In the same meeting, Miss Piggy made a statement like: [are the Muppets and U.S. liberals trying to brainwash your kids against capitalism? that is so absurd. That is like saying Fox News actually reports News].
Ok, if firstly, if I actually debate what M. Piggy and Kermit have said, then I guess I’m giving the M. Piggy + Kermit puppets an actual voice in U.S. politics. Very well, to respond to MP’s + Kermit’s statements, and/or the statements made by MP + Kermit’s writers + “puppet performers” I guess I must address what M. Piggy + Kermit, and the real life [Muppets company], have said.

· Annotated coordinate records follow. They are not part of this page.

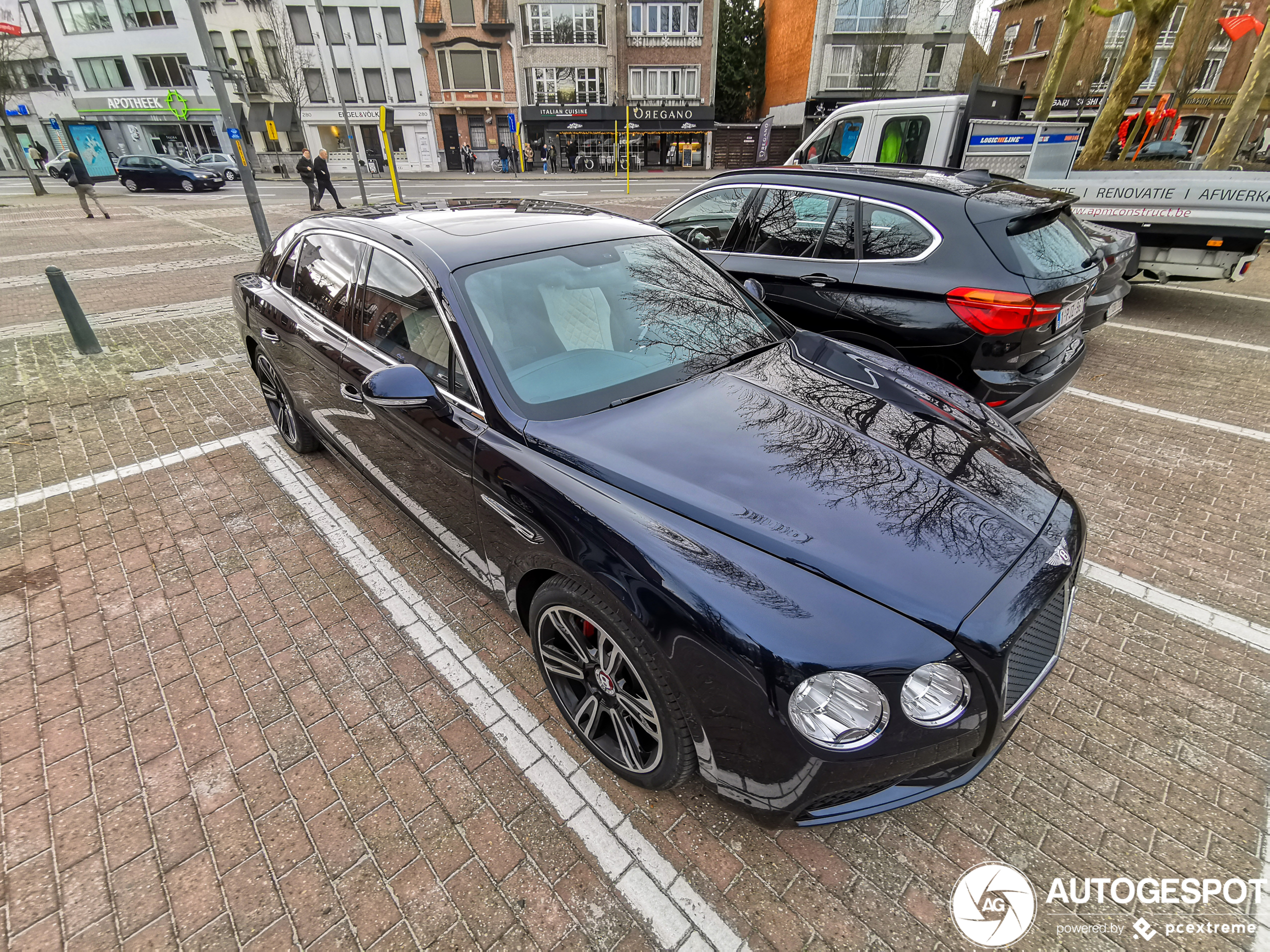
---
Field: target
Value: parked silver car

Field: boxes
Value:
[194,152,242,181]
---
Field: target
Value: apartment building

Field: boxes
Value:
[416,0,520,171]
[764,0,974,132]
[990,0,1270,157]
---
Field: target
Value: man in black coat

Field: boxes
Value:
[314,148,344,212]
[296,148,319,212]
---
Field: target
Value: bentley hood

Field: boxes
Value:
[526,332,1060,635]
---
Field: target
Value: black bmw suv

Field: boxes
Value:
[654,164,1105,423]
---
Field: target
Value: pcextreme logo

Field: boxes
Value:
[948,863,1036,948]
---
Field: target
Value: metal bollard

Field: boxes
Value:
[44,264,102,354]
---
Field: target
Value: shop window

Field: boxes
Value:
[137,53,193,89]
[468,115,489,151]
[56,0,110,34]
[520,4,604,43]
[322,6,344,45]
[878,115,931,165]
[392,68,414,103]
[336,70,357,103]
[258,29,283,78]
[348,6,374,45]
[381,6,405,45]
[287,6,314,45]
[305,70,330,103]
[527,66,606,103]
[833,0,908,33]
[120,0,176,29]
[75,56,132,89]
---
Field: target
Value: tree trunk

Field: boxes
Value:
[1032,0,1090,122]
[0,108,48,195]
[1076,0,1178,171]
[1204,1,1270,171]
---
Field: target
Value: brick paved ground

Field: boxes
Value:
[0,198,1270,950]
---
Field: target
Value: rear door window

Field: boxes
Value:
[878,115,931,165]
[658,188,754,251]
[744,188,838,258]
[292,235,360,330]
[860,202,934,260]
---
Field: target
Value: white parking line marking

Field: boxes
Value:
[0,426,274,513]
[242,434,742,952]
[1081,562,1270,653]
[1108,321,1270,353]
[1067,387,1270,443]
[1133,280,1270,301]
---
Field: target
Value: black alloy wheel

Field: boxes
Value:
[256,354,320,453]
[530,579,696,790]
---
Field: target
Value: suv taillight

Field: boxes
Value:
[948,288,1063,334]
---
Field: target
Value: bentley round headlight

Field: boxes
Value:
[899,661,970,727]
[790,672,890,750]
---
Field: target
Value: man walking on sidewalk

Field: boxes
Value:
[61,152,110,218]
[296,148,318,212]
[314,148,344,212]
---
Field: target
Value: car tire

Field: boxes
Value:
[528,576,697,790]
[256,352,322,453]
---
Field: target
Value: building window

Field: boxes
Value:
[833,0,908,33]
[381,6,405,45]
[322,6,344,45]
[392,68,414,103]
[305,70,329,103]
[56,0,110,34]
[287,6,314,45]
[120,0,176,29]
[362,70,388,103]
[626,66,701,99]
[259,29,282,78]
[75,56,132,89]
[468,115,489,151]
[922,45,948,89]
[1001,23,1018,62]
[137,53,194,89]
[348,6,374,45]
[520,4,604,43]
[207,29,230,70]
[630,4,701,35]
[528,66,606,103]
[234,29,260,78]
[338,67,357,103]
[437,47,503,91]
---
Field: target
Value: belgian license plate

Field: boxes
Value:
[1058,297,1084,330]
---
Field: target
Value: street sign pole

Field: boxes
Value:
[186,0,273,251]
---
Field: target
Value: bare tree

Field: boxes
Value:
[0,33,48,195]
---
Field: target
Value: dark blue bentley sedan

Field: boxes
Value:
[234,200,1084,824]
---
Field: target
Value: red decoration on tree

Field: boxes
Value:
[1216,12,1265,43]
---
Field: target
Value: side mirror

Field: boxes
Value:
[362,363,451,416]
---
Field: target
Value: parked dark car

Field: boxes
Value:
[653,164,1101,423]
[1080,218,1138,332]
[232,199,1084,824]
[116,155,225,192]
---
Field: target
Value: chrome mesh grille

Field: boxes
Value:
[1006,586,1067,716]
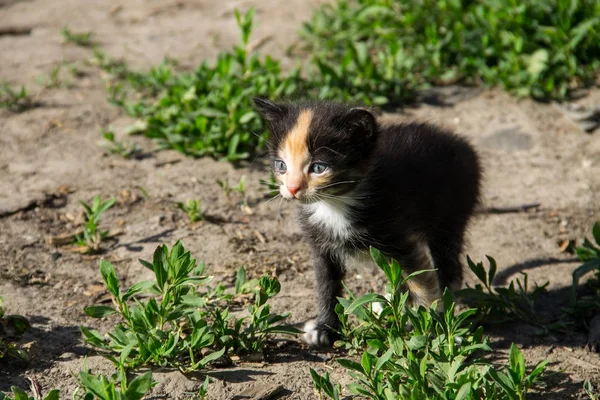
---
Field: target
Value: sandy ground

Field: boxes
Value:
[0,0,600,399]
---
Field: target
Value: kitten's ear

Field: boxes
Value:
[252,97,288,122]
[344,107,377,138]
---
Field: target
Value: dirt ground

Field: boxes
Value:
[0,0,600,399]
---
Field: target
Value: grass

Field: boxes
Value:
[301,0,600,101]
[0,370,156,400]
[61,26,94,47]
[177,200,204,223]
[100,131,141,158]
[457,256,549,325]
[83,0,600,161]
[0,297,31,365]
[97,11,301,161]
[81,242,300,376]
[74,196,115,253]
[0,83,37,112]
[311,249,548,400]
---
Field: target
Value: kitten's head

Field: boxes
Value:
[253,98,378,203]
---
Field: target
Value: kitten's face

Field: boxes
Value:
[255,99,376,203]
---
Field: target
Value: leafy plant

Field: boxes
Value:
[101,131,141,158]
[557,222,600,331]
[75,196,115,252]
[0,83,36,112]
[37,64,71,89]
[216,175,246,198]
[572,221,600,300]
[98,10,301,161]
[457,256,548,323]
[77,371,156,400]
[198,376,210,400]
[0,297,31,364]
[490,343,548,400]
[301,0,600,102]
[311,249,546,400]
[61,26,94,47]
[81,242,299,374]
[177,200,204,222]
[310,368,342,400]
[0,386,60,400]
[583,379,600,400]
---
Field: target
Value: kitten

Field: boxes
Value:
[254,98,481,346]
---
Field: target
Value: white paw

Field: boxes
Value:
[371,303,383,317]
[302,320,331,346]
[371,293,391,317]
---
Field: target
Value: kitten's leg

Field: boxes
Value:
[400,241,442,307]
[304,252,344,346]
[431,227,464,291]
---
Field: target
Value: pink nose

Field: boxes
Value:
[288,186,300,196]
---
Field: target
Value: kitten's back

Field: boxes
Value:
[368,122,481,233]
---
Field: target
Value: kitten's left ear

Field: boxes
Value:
[252,97,288,122]
[344,107,377,138]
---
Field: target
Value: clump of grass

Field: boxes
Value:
[100,131,141,158]
[98,10,301,161]
[301,0,600,103]
[79,371,156,400]
[557,221,600,331]
[0,386,60,400]
[0,297,31,364]
[0,83,36,112]
[81,242,300,374]
[177,200,204,223]
[61,26,94,47]
[457,256,548,326]
[0,370,156,400]
[75,196,115,253]
[311,249,547,400]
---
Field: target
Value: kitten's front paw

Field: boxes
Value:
[302,320,335,347]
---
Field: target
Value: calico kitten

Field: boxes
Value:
[254,98,481,345]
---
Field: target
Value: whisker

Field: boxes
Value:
[265,193,281,204]
[315,180,358,190]
[313,146,343,156]
[277,196,283,219]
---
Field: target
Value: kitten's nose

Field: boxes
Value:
[288,186,300,196]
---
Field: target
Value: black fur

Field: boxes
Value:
[255,100,482,341]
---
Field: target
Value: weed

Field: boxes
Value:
[100,131,141,158]
[572,221,600,300]
[0,386,60,400]
[197,376,210,400]
[0,83,36,112]
[79,371,156,400]
[61,26,94,47]
[583,380,600,400]
[557,221,600,331]
[75,196,115,252]
[457,256,548,323]
[311,249,547,400]
[177,200,204,223]
[96,10,300,161]
[301,0,600,102]
[310,368,342,400]
[81,242,299,374]
[0,297,31,364]
[37,64,71,89]
[216,175,246,198]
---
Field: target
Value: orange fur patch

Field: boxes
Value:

I am slightly ok with the Muppets puppets responding to a reporter’s statements.
If the Muppets writers want to act dumb or daft, by talking to REAL LIFE reporters, by talking through puppets, well, in my view, if the people using puppets turn others against Fox News: 1) the Muppet puppeteers are brainwashing kids with little/or no rational thoughts, kids under 9, who can’t vote, so those kids don’t bother my political life or 2) if a man voter or woman voter, is dumb enough to let [talking puppets] sway them to dislike Fox News, then that voter is no smarter than that 8-year-old child, in my view.
Having puppeteers use puppets, to respond to real life reporters, or respond to political events, is patently absurd, I realize.
But I take issue with Miss Piggy’s puppet operator implying that: Fox News doesn’t report actual news or truthful news.
The original challenge, or concern, of the Fox News reporter, was that the Muppet puppets maybe are being used to brainwash kids against- certain companies or people.
When the puppeteer has Miss Piggy, the puppet, imply, [Fox News doesn’t report real news], then, The Muppets puppet company actually IS doing negative propaganda/brainwashing against the Fox News employees and/or real people.
Just a request: Don’t respond to accusations of negative propaganda, with ACTUAL negative propaganda.